Auteur : François Kersaudy
Editeur : Fayard

Dans Les Mains du miracle, Joseph Kessel raconte l'exploit du thérapeute d'Himmler qui se faisait rémunérer en libérations de juifs et de résistants - sans que le lecteur puisse toujours distinguer la fiction du réel. François Kersaudy, historien spécialiste du IIIe Reich, retrace la véritable histoire de Felix Kersten, un récit de terreur, de lâcheté, de générosité, de fanatisme et d'héroïsme qui tiendra jusqu'au bout le lecteur en haleine.
Tout le monde en France connaît l'histoire d'Oskar Schindler, qui a sauvé un millier de juifs durant la Seconde Guerre mondiale. Mais on connaît beaucoup moins l'exploit de Felix Kersten, et pourtant, un mémorandum du Congrès juif mondial établissait dès 1947 que cet homme avait sauvé en Allemagne « 100 000 personnes de diverses nationalités, dont environ 60 000 juifs, [...] au péril de sa propre vie ». Encore, à l'issue du récit qui va suivre, de tels chiffres sembleront-t-il passablement sous-évalués.
Un des ouvrages les moins connus et les plus émouvants de Joseph Kessel s'intitule Les mains du miracle. Ce roman retraçait déjà l'exploit du thérapeute d'Himmler qui se faisait rémunérer en libérations de juifs et de résistants  sans que le lecteur puisse toujours distinguer la part de Kessel de celle de Kersten. Pour reconstituer la véritable histoire au travers des archives, des mémoires, des journaux, des notes et des dépositions des principaux protagonistes, il fallait un historien spécialiste de la Seconde Guerre mondiale, qui connaisse également l'allemand, l'anglais, le suédois, le norvégien, le danois et le néerlandais. Le résultat est un récit de terreur, de lâcheté, de générosité, de fanatisme et d'héroïsme qui tiendra jusqu'au bout le lecteur en haleine. Combien de fois dans l'existence rencontre-t-on un périple de cette envergure - sans un mot de fiction ?

23,00 €
Parution : Février 2021
350 pages
ISBN : 978-2-2137-1327-4
Fiche consultée 200 fois

Extrait

Introduction

Tout le monde en France connaît l’histoire d’Oskar Schindler, qui a sauvé un millier de juifs en les soustrayant à l’extermination nazie durant la Seconde Guerre mondiale.
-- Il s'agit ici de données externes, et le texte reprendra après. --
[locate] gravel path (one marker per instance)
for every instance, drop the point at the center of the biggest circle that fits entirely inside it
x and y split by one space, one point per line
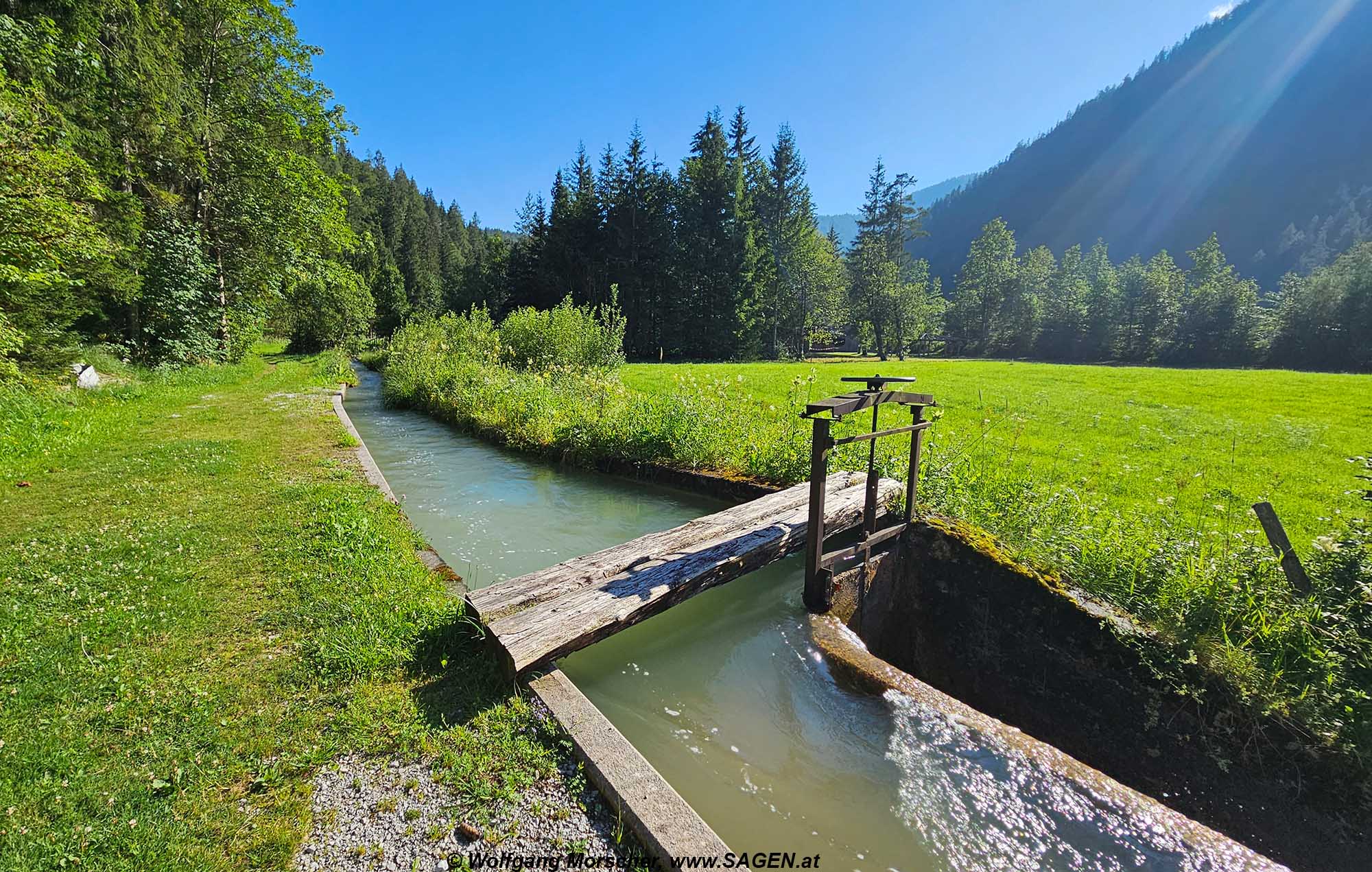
389 816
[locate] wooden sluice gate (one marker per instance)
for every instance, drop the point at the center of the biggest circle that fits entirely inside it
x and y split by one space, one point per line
551 613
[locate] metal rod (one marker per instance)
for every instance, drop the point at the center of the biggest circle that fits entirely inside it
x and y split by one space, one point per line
894 431
913 476
817 587
869 510
871 542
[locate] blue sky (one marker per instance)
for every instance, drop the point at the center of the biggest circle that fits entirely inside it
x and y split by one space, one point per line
484 102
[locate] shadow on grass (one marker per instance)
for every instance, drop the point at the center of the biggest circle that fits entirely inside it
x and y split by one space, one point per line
459 675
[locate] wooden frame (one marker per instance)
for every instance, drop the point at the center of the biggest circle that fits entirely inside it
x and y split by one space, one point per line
820 565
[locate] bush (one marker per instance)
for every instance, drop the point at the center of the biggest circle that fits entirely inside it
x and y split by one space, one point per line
12 340
179 310
569 336
330 309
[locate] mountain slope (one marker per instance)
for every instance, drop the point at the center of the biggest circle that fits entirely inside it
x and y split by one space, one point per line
847 222
1255 126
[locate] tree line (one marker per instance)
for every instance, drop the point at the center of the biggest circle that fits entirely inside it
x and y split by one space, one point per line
1085 307
176 182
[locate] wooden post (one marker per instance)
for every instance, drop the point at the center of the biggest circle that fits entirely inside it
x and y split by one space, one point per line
817 587
869 519
1277 535
913 478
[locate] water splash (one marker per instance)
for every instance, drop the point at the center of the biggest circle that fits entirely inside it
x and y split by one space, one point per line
983 805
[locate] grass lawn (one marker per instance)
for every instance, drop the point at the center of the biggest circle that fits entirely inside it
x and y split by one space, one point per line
201 602
1193 445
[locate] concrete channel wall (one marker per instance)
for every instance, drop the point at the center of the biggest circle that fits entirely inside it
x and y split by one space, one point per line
950 622
665 825
947 609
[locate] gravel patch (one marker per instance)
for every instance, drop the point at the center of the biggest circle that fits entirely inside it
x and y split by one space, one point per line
389 816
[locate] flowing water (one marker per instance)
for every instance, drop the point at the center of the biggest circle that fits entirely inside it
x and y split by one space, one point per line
729 700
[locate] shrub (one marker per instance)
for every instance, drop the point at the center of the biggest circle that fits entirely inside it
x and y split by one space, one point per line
571 336
333 307
12 340
179 311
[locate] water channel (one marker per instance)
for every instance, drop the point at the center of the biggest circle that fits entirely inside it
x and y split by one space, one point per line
728 698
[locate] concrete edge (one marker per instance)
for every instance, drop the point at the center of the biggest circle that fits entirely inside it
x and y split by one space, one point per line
860 670
377 479
370 468
665 825
658 816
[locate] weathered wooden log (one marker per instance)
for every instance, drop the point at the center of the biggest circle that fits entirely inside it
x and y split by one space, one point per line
512 596
651 574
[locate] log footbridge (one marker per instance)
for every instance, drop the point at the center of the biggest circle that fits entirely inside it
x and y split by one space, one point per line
551 613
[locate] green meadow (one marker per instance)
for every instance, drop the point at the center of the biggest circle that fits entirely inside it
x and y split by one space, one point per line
204 602
1193 445
1135 486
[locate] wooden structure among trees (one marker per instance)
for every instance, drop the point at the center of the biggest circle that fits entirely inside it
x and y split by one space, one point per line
558 611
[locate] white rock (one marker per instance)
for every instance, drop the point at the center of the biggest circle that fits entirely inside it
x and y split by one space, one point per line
87 377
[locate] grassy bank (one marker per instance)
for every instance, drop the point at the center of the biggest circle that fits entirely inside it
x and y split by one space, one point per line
204 602
1134 483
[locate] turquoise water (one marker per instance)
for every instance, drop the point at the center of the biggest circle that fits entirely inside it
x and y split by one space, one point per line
729 700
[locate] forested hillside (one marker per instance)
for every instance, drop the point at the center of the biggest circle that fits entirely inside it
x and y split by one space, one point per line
1255 128
846 224
168 181
176 184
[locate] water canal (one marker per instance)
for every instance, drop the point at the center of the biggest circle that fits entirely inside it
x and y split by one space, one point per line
728 698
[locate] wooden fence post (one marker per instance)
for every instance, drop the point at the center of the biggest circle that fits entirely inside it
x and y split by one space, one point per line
1277 535
817 579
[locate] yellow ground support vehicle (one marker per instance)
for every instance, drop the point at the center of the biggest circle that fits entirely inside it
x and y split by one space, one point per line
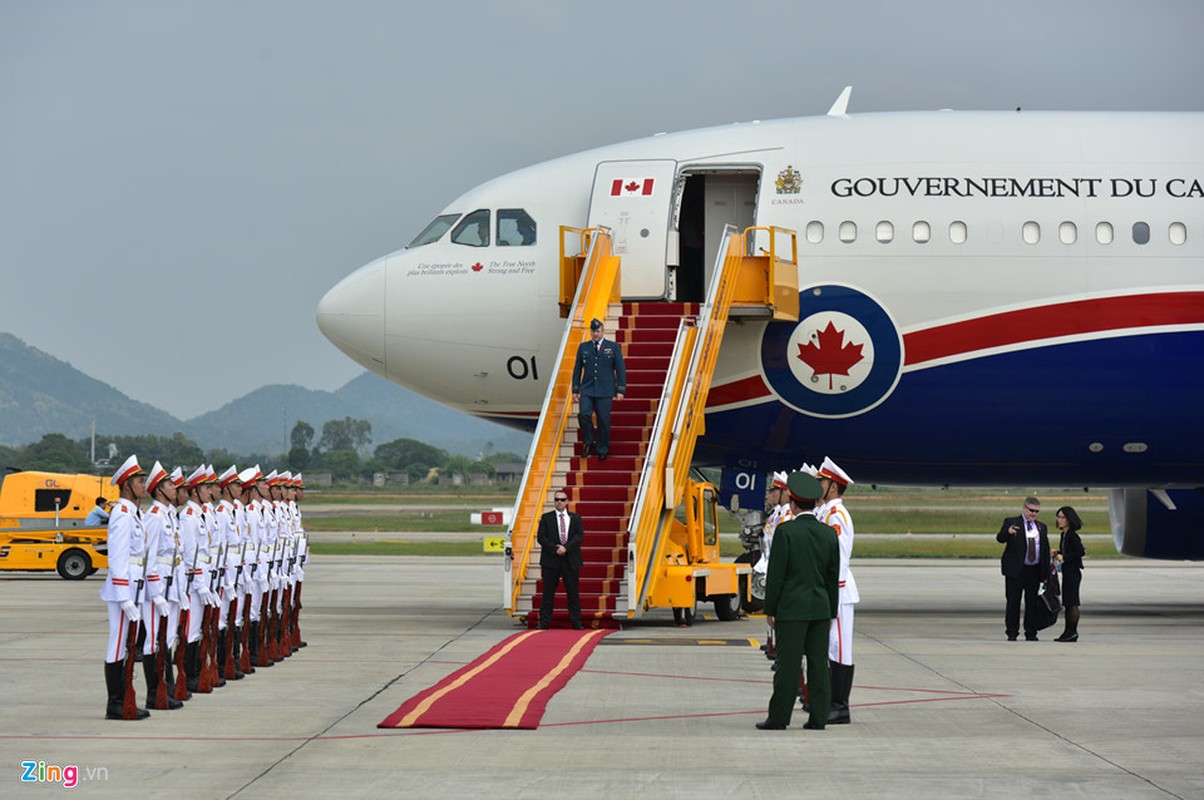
690 566
42 523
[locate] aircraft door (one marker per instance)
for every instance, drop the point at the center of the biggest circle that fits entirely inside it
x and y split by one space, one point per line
635 200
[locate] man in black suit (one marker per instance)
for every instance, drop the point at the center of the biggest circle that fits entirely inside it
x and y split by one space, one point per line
560 557
1025 563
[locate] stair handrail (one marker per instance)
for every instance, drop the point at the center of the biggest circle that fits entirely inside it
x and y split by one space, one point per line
712 323
596 290
643 527
645 531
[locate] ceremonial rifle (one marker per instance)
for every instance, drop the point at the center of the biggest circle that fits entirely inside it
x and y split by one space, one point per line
243 651
296 595
267 609
214 615
231 670
204 669
130 705
160 694
186 612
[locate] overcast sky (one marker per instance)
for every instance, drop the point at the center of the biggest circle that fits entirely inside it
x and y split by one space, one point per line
181 182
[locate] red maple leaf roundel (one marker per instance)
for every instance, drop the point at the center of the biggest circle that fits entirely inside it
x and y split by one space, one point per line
831 356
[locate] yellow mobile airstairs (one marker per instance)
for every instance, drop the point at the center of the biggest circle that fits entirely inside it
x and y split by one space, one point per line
651 535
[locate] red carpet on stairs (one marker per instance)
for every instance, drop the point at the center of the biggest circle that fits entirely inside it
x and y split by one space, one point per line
507 687
603 492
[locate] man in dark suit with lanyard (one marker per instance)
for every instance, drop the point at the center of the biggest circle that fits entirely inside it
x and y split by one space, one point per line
598 377
1025 564
560 536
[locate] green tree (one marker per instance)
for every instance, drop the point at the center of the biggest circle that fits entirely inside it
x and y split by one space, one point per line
346 434
170 451
343 464
299 459
302 435
412 456
55 453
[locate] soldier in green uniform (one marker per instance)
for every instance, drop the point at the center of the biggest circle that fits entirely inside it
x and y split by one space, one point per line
801 599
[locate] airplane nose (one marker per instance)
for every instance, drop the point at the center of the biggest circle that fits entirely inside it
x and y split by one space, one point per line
352 315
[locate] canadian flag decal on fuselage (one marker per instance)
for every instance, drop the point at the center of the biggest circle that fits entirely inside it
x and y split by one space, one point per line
624 187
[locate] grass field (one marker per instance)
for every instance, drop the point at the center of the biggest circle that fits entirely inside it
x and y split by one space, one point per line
944 523
918 546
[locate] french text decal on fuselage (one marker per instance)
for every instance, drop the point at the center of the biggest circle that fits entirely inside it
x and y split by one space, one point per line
843 357
1015 187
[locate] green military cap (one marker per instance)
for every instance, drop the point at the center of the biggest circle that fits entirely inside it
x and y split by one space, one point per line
803 488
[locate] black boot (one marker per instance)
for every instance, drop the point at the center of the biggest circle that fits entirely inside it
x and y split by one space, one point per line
253 645
236 652
842 684
193 664
169 676
114 683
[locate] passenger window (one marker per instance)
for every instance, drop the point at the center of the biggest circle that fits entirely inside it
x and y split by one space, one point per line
435 230
473 230
515 228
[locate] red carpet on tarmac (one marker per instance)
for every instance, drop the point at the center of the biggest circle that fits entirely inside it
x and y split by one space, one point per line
507 687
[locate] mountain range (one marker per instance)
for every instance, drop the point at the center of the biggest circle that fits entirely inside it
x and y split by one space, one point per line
41 394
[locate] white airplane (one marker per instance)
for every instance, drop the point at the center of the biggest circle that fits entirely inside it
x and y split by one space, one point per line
985 298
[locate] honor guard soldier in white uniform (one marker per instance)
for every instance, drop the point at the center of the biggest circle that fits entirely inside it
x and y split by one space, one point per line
195 541
258 521
832 512
121 593
163 550
208 495
228 613
249 546
302 557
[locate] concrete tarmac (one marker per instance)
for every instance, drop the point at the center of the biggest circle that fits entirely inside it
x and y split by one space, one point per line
943 706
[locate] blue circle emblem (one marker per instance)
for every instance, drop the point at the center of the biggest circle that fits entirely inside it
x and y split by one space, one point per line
842 358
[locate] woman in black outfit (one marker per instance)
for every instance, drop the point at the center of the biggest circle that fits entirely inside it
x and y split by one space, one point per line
1069 554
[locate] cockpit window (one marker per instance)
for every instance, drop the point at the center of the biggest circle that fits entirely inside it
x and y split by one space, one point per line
435 230
473 229
515 228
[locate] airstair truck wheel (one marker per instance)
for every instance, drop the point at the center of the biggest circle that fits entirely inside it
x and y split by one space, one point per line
75 564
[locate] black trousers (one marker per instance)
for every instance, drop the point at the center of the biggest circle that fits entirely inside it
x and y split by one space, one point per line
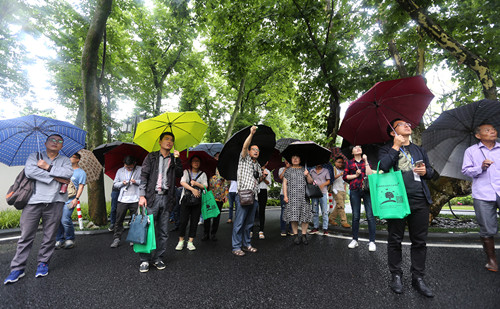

Mais en vérité, Felix Kersten a accompli un exploit plus considérable encore qu’Oskar Schindler. Dès 1947, un mémorandum du Congrès juif mondial établissait que Felix Kersten avait sauvé en Allemagne « 100 000 personnes de diverses nationalités, dont environ 60 000 juifs, […] au péril de sa propre vie ». Encore, à l’issue du récit qui va suivre, de tels chiffres sembleront-t-il passablement sous- évalués…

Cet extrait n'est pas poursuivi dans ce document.